Integrations Overview¶
jsonl-algebra comes with powerful integrations that extend its capabilities beyond the core CLI and library. These integrations demonstrate real-world applications and provide ready-to-use tools for common data processing tasks.
Available Integrations¶
1. MCP Server - AI Assistant Integration¶
Model Context Protocol server for AI assistants and agentic coders
The MCP server exposes jsonl-algebra operations as structured tools that AI assistants (like Claude, ChatGPT, etc.) can use to manipulate JSONL files through natural language.
Features:
- 9 specialized tools for JSONL manipulation
- Natural language query interface
- Automatic file discovery as resources
- Multiple output formats (JSONL, JSON, table, summary)
- Complex transformation pipelines
- JMESPath expression support
Use Cases:
- "Show me all users older than 25 from users.jsonl"

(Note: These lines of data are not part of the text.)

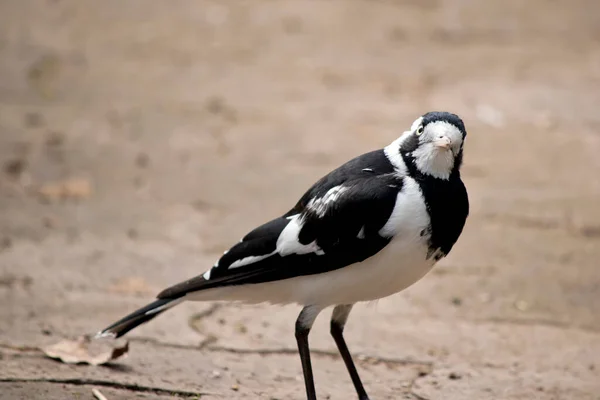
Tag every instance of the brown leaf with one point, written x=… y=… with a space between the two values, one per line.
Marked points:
x=72 y=188
x=81 y=351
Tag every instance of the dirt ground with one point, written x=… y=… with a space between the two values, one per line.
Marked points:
x=139 y=139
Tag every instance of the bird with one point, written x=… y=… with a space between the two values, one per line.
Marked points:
x=369 y=229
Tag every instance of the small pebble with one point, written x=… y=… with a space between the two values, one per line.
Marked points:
x=454 y=376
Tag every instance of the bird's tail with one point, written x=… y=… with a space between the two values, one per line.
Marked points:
x=138 y=317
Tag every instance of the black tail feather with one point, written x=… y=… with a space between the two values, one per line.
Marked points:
x=138 y=317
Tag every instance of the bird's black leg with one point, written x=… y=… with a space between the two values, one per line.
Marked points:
x=338 y=321
x=303 y=324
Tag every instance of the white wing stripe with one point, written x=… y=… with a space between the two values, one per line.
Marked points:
x=288 y=243
x=250 y=260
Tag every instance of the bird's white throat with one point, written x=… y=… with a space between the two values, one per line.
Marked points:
x=433 y=160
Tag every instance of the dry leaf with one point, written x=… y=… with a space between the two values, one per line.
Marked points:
x=98 y=394
x=81 y=351
x=73 y=188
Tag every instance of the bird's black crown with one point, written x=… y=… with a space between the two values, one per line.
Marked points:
x=453 y=119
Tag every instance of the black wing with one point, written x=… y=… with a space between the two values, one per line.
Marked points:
x=335 y=224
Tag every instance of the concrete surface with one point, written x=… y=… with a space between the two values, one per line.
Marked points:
x=139 y=139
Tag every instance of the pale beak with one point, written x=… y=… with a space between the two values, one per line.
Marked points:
x=444 y=142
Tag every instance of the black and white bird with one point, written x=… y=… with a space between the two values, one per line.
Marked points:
x=369 y=229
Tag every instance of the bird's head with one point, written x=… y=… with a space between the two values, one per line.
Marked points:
x=434 y=144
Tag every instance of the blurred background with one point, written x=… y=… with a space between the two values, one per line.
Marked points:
x=139 y=139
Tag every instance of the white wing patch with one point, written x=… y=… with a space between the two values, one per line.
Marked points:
x=288 y=242
x=319 y=205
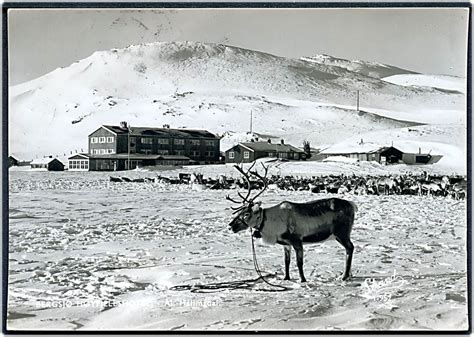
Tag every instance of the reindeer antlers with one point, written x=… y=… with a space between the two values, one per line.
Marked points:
x=246 y=175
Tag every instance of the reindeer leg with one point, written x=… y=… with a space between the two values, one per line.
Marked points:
x=287 y=262
x=347 y=244
x=298 y=247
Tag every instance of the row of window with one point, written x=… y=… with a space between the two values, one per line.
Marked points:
x=148 y=140
x=102 y=151
x=78 y=164
x=246 y=155
x=166 y=141
x=95 y=140
x=191 y=153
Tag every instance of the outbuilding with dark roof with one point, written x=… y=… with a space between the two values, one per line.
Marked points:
x=250 y=151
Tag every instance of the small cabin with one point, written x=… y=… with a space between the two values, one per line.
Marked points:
x=250 y=151
x=78 y=162
x=12 y=161
x=49 y=164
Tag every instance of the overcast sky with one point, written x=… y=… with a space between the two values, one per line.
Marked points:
x=424 y=40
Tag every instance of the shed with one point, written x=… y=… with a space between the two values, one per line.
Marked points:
x=78 y=162
x=12 y=161
x=250 y=151
x=50 y=164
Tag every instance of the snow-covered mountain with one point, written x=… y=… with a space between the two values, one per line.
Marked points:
x=376 y=70
x=188 y=84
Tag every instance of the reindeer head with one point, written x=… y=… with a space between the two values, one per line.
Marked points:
x=249 y=214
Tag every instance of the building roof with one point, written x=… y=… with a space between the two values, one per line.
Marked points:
x=164 y=132
x=271 y=147
x=44 y=161
x=80 y=155
x=345 y=148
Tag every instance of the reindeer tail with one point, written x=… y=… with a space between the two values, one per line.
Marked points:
x=353 y=205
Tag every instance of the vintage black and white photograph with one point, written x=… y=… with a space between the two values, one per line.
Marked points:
x=237 y=169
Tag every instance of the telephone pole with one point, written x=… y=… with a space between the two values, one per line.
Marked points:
x=357 y=100
x=251 y=115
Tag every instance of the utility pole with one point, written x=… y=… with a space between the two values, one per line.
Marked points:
x=251 y=115
x=357 y=100
x=128 y=157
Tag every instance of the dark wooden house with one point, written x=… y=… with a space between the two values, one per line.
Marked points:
x=368 y=152
x=124 y=147
x=50 y=164
x=12 y=161
x=248 y=152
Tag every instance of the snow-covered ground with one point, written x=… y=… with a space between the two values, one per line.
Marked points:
x=106 y=255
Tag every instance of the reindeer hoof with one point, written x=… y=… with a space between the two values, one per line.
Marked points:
x=346 y=277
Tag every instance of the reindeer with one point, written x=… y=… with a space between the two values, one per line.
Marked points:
x=294 y=224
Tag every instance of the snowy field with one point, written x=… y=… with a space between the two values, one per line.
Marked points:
x=89 y=254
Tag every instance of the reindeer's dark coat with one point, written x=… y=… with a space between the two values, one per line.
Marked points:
x=292 y=224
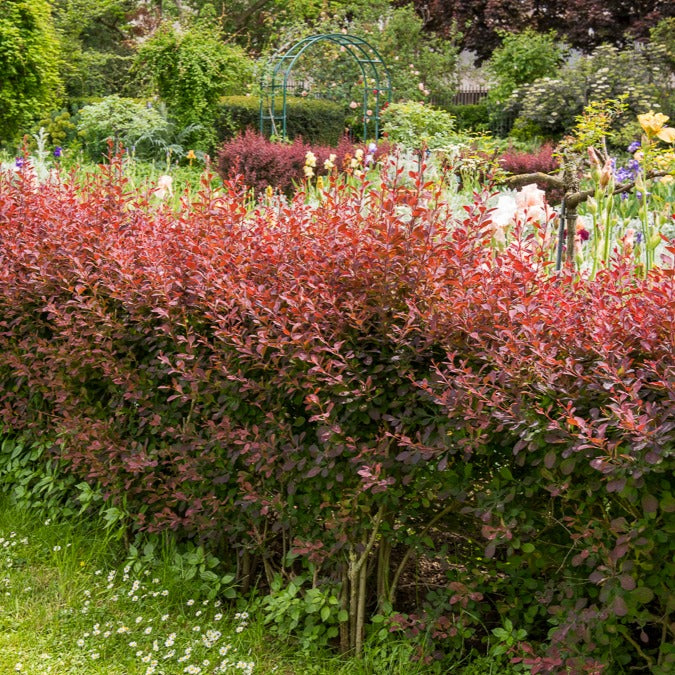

- "Calculate average salary by department"
- "Join orders and customers files on customer_id"
- "Get statistics about the sales data"
2. Log Analyzer - Real-time Monitoring¶
Streaming log analysis with alerts and dashboards
Analyze log files in real-time with sliding windows, alert systems, and terminal visualization.
Features:
- Streaming log processing
- Sliding window analysis
- Error rate monitoring
- Performance anomaly detection
- Terminal dashboard
- Customizable alert system
- Pattern detection
Use Cases:
- Monitor application error rates
- Detect performance degradation
- Real-time log filtering
- Alert on specific patterns
- Track request rates
3. Data Explorer - Interactive REPL¶
SQL-like interactive exploration for JSONL files
Explore JSONL files interactively with SQL-like syntax, tab completion, and data profiling.
Features:
- SQL-like query syntax
- Tab completion for commands and fields
- Data profiling and statistics
- Export to multiple formats
- Command history and recall
- Visual result formatting
- Schema inference
Example Session:
> SELECT name, age WHERE age > 25
> GROUP BY city AGGREGATE count, avg(age)
> PROFILE
> EXPORT results.csv
Use Cases:
- Ad-hoc data exploration
- Quick data quality checks
- Interactive analysis
- Export filtered datasets
- Schema discovery
4. ML Pipeline - Machine Learning Integration¶
Feature engineering with scikit-learn integration
Use jsonl-algebra for ML data preprocessing and feature engineering.
from integrations.ml_pipeline import JSONLFeatureEngine
engine = JSONLFeatureEngine("training.jsonl")
engine.add_feature("age_squared", lambda r: r["age"] ** 2)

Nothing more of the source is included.